The Entrepreneurs' Foundation approaches good works as a service-supply industry. Client-company officials choose a cause they want to support, and the foundation puts together a service plan for the firm and its employees that reflects the corporate culture. The foundation raises endowment money in the form of stock options from young companies, most of them prepublic start-ups. In its first two years, the foundation signed up 60 firms; seven have since gone public, putting some $9 million into the foundation's coffers. Through its efforts, companies like Argonaut Technologies, Sylantro Systems and Silicon Light Machines have cleaned beaches, renovated dilapidated houses, organized blood drives and toy drives, and painted rooms at a shelter. The foundation introduced a Berkeley, Calif., company, KnowMed Systems, to a disadvantaged elementary school a few blocks away, and employees go there weekly to help children with reading, writing and math. "We want this to be a standard of the Bay Area," says Myers. "We want to change the culture of the entrepreneurial sector."
At the seven-year-old Initiative on Social Enterprise at Harvard Business School, cultural change is the essence of the curriculum. A graduate program helps give those who want to do good works the kind of organizational, profitmaking and management skills they need to thrive. "The for-profit economy is driven by a bottom line, and the nonprofit is driven by a different one," says Allen Grossman, formerly CEO of Outward Bound, who helps teach a course on entrepreneurship in the social sector. "Hooray for the difference, but we have to be flexible and borrow as much from both as is appropriate."

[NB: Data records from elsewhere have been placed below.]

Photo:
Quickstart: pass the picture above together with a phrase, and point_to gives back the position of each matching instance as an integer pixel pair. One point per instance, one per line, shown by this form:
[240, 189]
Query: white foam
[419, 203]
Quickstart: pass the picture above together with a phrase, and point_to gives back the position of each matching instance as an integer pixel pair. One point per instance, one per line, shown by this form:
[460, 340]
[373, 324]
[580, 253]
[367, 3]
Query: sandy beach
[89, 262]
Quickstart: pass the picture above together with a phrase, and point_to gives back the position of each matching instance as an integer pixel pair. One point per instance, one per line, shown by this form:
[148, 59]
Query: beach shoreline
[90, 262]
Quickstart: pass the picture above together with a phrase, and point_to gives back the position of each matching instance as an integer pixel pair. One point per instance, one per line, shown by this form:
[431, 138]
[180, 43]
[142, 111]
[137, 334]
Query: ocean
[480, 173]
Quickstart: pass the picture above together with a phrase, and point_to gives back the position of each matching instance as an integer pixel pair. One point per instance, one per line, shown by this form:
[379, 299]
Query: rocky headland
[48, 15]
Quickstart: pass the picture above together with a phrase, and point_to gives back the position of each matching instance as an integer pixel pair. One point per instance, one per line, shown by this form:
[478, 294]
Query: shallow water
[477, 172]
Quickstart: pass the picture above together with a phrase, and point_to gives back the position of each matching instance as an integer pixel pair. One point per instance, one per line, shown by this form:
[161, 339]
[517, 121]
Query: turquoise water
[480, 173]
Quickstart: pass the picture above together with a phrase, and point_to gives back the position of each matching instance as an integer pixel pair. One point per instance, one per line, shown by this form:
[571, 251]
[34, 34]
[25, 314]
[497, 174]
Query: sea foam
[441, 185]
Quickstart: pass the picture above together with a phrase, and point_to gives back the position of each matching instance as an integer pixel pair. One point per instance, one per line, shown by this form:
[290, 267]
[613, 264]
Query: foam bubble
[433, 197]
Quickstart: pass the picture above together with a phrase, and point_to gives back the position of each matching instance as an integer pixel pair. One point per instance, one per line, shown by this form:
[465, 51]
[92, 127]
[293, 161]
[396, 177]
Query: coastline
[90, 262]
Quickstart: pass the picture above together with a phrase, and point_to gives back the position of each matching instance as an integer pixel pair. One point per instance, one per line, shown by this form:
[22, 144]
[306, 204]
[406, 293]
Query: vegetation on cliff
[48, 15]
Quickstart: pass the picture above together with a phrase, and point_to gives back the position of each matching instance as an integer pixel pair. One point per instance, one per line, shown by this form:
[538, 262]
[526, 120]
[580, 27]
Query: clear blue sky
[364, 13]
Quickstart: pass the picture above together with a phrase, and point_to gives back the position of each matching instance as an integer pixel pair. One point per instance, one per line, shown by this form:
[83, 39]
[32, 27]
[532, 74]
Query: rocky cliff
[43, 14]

From June to December last year, three Harvard graduate students worked on plans for Boston's Mayor Thomas Menino to consolidate a dozen disparate city-run services into the Office of Business Development. Their research led them to recommend a holistic approach called the "balanced scorecard." Used by companies like Mobil and Cigna Insurance, this approach ties performance directly to a strategic plan, offering incentives and rewards to employees who meet their goals. Says Hannah Wu, one of the trio: "It's a way to bring social-enterprise thinking as well as everything we're learning about management techniques together in one place."